Depois de mais de 20 anos de pesquisas, foi concedido o registro oficial à primeira variedade de tangerina totalmente desenvolvida no Brasil. Batizada de Maria, ela promete reunir os melhores atributos de seus “pais”, a laranja-pera e a murcote, e vai concorrer diretamente com a tangerina poncã, que domina a preferência nacional nos meses de inverno.
Atualmente, todas as tangerinas vendidas nas gôndolas são cultivares introduzidas no Brasil ou desenvolvidas por seleção de variedades já existentes. A IAC 2019 Maria foi obtida pelo cruzamento da laranja-pera, de quem herdou a resistência à doença fúngica conhecida como mancha marrom, com a murcote, que agrada ao consumidor pela coloração intensa, sabor e doçura.

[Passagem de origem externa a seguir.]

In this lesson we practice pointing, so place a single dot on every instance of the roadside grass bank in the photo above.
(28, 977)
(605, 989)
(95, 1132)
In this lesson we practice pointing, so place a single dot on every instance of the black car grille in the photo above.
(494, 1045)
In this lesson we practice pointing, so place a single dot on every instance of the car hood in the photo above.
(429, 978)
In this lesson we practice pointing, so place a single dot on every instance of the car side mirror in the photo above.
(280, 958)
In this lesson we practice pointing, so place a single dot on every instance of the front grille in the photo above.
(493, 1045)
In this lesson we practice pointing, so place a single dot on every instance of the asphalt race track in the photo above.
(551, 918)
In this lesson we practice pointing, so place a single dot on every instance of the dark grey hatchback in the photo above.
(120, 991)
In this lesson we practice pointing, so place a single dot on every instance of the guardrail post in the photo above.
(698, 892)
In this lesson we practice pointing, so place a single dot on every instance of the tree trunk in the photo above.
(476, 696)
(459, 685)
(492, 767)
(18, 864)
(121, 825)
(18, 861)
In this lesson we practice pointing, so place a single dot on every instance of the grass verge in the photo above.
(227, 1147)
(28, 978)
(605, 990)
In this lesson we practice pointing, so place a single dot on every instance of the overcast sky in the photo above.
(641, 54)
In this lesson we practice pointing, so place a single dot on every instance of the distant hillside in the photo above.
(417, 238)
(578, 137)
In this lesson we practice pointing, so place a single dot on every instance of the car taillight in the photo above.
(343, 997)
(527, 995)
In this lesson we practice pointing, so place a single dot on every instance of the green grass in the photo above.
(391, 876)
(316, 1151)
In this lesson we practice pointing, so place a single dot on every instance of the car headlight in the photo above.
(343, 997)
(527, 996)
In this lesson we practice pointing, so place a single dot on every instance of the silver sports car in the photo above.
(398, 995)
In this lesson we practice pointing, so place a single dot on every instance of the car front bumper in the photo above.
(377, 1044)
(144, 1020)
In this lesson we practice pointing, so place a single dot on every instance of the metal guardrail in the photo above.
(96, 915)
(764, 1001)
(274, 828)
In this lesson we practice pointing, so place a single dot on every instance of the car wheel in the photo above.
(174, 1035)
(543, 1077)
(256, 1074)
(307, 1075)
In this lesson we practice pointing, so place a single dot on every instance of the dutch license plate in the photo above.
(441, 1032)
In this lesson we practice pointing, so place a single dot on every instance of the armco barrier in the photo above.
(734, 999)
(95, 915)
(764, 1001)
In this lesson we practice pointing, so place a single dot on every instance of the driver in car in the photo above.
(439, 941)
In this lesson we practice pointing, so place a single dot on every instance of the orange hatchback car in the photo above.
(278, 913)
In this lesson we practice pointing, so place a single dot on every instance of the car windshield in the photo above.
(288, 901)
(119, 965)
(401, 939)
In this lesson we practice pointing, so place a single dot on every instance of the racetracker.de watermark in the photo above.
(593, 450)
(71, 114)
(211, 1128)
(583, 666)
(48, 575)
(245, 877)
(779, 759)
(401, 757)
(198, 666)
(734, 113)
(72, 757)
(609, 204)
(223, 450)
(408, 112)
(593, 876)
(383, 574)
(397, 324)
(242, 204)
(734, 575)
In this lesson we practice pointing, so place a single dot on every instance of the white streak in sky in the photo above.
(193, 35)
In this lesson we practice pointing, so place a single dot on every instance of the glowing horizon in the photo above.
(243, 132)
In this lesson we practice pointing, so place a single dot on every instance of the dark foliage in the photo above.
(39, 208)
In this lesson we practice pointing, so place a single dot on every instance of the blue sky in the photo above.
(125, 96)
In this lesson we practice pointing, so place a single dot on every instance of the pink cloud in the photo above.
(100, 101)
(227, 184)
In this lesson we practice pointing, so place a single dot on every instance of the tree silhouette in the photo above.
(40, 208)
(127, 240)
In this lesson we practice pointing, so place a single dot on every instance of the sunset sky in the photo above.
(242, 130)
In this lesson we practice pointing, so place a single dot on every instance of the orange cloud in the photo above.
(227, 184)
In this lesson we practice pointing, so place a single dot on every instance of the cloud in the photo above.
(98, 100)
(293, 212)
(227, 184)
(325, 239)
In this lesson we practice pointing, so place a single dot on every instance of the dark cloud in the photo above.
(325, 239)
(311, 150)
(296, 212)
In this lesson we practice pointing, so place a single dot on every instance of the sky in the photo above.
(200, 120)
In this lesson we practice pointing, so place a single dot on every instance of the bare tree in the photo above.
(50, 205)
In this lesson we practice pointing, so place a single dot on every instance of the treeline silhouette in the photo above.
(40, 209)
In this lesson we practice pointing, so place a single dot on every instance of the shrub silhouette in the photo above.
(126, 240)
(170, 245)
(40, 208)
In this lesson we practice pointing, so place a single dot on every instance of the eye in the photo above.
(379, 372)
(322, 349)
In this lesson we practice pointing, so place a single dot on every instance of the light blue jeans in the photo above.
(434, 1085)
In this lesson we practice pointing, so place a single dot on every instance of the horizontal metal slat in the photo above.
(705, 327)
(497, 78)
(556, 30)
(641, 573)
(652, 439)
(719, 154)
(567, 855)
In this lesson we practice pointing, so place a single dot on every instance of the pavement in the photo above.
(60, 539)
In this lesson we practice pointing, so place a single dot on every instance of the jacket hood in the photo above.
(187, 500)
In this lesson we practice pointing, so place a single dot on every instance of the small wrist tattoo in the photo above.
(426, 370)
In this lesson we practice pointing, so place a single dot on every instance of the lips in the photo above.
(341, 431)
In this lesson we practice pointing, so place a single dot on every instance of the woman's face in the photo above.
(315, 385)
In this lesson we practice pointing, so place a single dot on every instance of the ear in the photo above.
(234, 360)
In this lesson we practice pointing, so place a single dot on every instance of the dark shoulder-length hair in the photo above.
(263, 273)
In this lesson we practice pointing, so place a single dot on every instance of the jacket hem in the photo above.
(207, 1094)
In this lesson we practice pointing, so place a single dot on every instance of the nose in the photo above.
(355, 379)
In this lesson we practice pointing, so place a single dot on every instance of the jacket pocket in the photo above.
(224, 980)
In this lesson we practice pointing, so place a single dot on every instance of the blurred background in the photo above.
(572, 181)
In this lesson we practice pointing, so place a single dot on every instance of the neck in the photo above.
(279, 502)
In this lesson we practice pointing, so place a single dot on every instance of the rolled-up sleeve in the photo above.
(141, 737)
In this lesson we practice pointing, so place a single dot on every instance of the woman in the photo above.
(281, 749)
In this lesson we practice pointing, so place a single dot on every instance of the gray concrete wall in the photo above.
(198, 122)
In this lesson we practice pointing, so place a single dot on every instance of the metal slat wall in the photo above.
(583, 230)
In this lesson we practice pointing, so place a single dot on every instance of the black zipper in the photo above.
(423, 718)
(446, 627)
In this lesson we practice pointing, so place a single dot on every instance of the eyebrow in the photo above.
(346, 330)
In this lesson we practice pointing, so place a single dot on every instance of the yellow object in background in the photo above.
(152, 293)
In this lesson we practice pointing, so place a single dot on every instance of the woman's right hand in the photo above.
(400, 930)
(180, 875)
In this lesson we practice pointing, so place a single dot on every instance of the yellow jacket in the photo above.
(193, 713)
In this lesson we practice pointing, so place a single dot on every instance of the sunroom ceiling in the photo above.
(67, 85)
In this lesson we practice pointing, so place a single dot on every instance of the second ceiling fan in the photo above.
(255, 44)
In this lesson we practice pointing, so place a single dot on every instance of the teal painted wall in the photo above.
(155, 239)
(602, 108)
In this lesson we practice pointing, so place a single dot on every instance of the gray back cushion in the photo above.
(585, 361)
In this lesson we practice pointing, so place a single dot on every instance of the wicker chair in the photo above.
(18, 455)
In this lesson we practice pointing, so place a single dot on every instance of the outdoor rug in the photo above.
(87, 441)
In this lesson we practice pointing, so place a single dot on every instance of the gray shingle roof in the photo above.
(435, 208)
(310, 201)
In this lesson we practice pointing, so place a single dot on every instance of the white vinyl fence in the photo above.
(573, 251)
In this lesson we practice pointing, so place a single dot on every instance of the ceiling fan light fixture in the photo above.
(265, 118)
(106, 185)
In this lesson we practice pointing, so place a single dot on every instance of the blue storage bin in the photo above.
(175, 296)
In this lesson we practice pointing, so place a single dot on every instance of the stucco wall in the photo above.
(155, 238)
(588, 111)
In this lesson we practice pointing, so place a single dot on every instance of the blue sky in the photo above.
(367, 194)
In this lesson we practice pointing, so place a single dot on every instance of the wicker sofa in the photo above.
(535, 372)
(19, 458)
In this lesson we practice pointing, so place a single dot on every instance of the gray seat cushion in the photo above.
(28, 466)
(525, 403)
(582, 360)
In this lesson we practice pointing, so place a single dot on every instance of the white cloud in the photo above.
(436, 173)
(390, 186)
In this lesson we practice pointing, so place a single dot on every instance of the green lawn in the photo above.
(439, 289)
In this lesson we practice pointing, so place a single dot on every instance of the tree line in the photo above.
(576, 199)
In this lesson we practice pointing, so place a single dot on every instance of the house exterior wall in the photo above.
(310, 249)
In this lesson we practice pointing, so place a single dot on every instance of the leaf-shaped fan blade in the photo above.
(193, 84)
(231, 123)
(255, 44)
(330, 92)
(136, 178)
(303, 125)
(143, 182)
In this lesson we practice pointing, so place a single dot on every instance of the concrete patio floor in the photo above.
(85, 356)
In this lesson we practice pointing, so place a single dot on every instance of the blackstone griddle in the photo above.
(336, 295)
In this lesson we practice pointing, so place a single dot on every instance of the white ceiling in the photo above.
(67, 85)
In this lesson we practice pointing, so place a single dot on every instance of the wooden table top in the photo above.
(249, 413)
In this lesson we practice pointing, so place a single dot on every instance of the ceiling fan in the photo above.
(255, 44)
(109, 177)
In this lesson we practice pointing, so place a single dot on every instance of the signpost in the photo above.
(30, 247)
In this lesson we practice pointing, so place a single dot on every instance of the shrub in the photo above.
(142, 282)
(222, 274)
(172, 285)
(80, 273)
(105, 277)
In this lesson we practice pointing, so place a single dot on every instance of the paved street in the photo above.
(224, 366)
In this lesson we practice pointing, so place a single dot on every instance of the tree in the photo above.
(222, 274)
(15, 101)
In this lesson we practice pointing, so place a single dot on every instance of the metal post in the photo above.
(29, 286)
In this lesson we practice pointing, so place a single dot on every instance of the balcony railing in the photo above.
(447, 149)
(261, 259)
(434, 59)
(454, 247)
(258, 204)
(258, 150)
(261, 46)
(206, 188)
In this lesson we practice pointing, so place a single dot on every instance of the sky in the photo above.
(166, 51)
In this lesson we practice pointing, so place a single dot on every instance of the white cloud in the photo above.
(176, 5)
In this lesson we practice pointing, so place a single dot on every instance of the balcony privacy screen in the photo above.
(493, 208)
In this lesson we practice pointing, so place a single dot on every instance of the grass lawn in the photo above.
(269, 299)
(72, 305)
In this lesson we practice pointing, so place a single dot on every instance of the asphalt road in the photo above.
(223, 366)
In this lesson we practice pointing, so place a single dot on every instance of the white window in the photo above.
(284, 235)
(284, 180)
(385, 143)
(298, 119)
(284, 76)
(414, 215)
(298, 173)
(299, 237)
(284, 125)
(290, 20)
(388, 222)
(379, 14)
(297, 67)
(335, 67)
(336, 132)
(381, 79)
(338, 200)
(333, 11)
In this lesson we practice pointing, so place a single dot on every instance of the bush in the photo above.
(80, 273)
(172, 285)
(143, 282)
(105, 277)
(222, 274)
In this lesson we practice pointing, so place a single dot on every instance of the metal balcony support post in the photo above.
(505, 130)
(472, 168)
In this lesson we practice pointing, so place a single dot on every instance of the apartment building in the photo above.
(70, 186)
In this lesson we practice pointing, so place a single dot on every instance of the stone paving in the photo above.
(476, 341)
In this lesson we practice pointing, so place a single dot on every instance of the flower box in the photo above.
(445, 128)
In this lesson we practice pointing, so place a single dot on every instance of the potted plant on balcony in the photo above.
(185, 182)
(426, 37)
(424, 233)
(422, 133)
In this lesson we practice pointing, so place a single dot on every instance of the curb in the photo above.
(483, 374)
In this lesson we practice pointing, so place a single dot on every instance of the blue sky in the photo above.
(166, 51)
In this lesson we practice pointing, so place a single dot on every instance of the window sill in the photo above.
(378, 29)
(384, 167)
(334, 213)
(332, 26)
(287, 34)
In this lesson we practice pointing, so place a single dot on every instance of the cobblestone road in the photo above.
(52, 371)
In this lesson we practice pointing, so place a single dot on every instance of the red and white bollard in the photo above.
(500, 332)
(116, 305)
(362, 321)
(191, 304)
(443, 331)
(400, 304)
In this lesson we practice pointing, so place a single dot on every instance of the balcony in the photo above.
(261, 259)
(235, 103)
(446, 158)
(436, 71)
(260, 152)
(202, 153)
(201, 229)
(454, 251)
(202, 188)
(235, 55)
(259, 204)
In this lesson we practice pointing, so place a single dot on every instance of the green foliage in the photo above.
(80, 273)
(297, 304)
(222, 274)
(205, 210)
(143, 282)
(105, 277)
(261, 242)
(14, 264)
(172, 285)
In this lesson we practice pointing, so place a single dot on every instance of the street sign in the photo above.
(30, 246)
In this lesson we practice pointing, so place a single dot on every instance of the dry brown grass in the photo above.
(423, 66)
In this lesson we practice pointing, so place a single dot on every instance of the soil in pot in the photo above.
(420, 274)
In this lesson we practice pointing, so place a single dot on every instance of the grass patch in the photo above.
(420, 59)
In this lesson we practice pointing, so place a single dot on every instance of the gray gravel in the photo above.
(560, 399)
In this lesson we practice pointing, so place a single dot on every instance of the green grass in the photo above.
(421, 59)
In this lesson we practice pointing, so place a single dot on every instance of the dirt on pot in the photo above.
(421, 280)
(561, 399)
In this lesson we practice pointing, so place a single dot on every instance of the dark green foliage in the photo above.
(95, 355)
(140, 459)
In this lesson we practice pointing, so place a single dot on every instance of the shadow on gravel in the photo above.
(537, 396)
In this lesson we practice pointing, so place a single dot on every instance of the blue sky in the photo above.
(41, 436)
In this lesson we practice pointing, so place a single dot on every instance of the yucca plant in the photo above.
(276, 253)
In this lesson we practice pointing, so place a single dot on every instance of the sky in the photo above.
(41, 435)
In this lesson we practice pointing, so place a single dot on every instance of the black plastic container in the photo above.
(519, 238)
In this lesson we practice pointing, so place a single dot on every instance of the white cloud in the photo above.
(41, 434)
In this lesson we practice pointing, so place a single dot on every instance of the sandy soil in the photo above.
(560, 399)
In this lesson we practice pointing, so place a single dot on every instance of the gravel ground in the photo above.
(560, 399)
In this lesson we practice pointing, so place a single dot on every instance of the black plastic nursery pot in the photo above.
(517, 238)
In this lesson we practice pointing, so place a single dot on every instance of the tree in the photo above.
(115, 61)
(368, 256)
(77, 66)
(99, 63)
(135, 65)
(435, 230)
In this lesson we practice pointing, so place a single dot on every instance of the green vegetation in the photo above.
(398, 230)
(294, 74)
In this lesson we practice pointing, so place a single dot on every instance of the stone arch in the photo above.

“Além de ser muito saborosa, ela é mais fácil de descascar do que a murcote e tem metade do número de sementes”, assegura a pesquisadora Mariângela Cristofani-Yaly, do Instituto Agronômico de Campinas, vinculado à Secretaria de Agricultura de São Paulo.
Do ponto de vista agronômico, o principal destaque da nova cultivar é a resistência à mancha marrom de Alternária (MMA), uma doença específica das tangerinas que reduz significativamente a produção do pomar. Essa qualidade resulta em menor impacto ambiental, por diminuir ou até eliminar a necessidade de pulverizações, feitas para atender, principalmente, ao mercado de exportação, onde o fruto manchado é recusado.
“A doença afeta as principais variedades de tangerinas comercializadas no Brasil, a poncã e a murcote. Há registros de produtores que fazem, por ano, até 25 aplicações de fungicidas”, disse Mariângela Cristofani-Yaly. Como nem todos os produtores conseguem fazer as pulverizações necessárias, muitos amargam as perdas decorrentes da alternaria, que envolvem queda do fruto, secamento de galhos e prejuízos para a produção do ano seguinte.
O pé de tangerina Maria é de menor porte do que o da murcote, o que, segundo os pesquisadores, permite instalar um maior número por hectare, aumentando a produtividade. Também é mais precoce, produzindo com até dois meses e meio de antecedência.
A cultivar produz de duas a três caixas de 40,8 kg, por planta, com frutos de maior calibre. “A ideia é produzir o máximo por hectare, com qualidade”, disse Marinês Bastianel, que também participou do desenvolvimento da variedade pioneira.
Concorrente difícil
Quando chegar ao mercado, o que ainda deve levar pelo menos dois anos, que é o tempo mínimo para uma nova planta começar a produzir, a tangerina Maria não terá vida fácil contra a poncã, concorrente que domina a preferência do consumidor.
“É difícil encontrar uma tangerina que seja superior à poncã em termos de aceitação da população”, diz Rui Pereira Leite, pesquisador de cítricos do Instituto Agronômico do Paraná (Iapar). “A poncã é fácil de descascar, tem baixa acidez e um sabor bem equilibrado, que vai muito com o que o brasileiro gosta”.
Segundo o pesquisador, a murcote (cruzamento de tangerina com laranja) conseguiu boa aceitação porque entra no mercado numa época em que a poncã já está acabando, após o inverno. No entanto, já estão sendo feitos alguns plantios comerciais de poncãs tardias, que alongam o período de oferta para o consumidor.
O agrônomo responsável pela área de fruticultura no Departamento de Economia Rural da Secretaria de Agricultura, Paulo Andrade, destaca que o isolamento da região do Vale do Ribeira, longe de áreas de cultivo e rodeada de florestas, “é um fator que impulsiona a produção de tangerinas, porque mantém afastada a pressão de pragas e doenças comuns em outras regiões”. Além disso, a variação térmica acentuada entre noite e dia favorece a produção de uma fruta mais adocicada.
As tangerinas têm apenas 3% de participação na fruticultura nacional, enquanto suas “primas” laranjas reinam no setor, respondendo por 42% de todo o volume produzido no país. O município paranaense de Cerro Azul, no Vale do Ribeira, é o maior produtor nacional, com 9% do total no país e 45% da produção paranaense.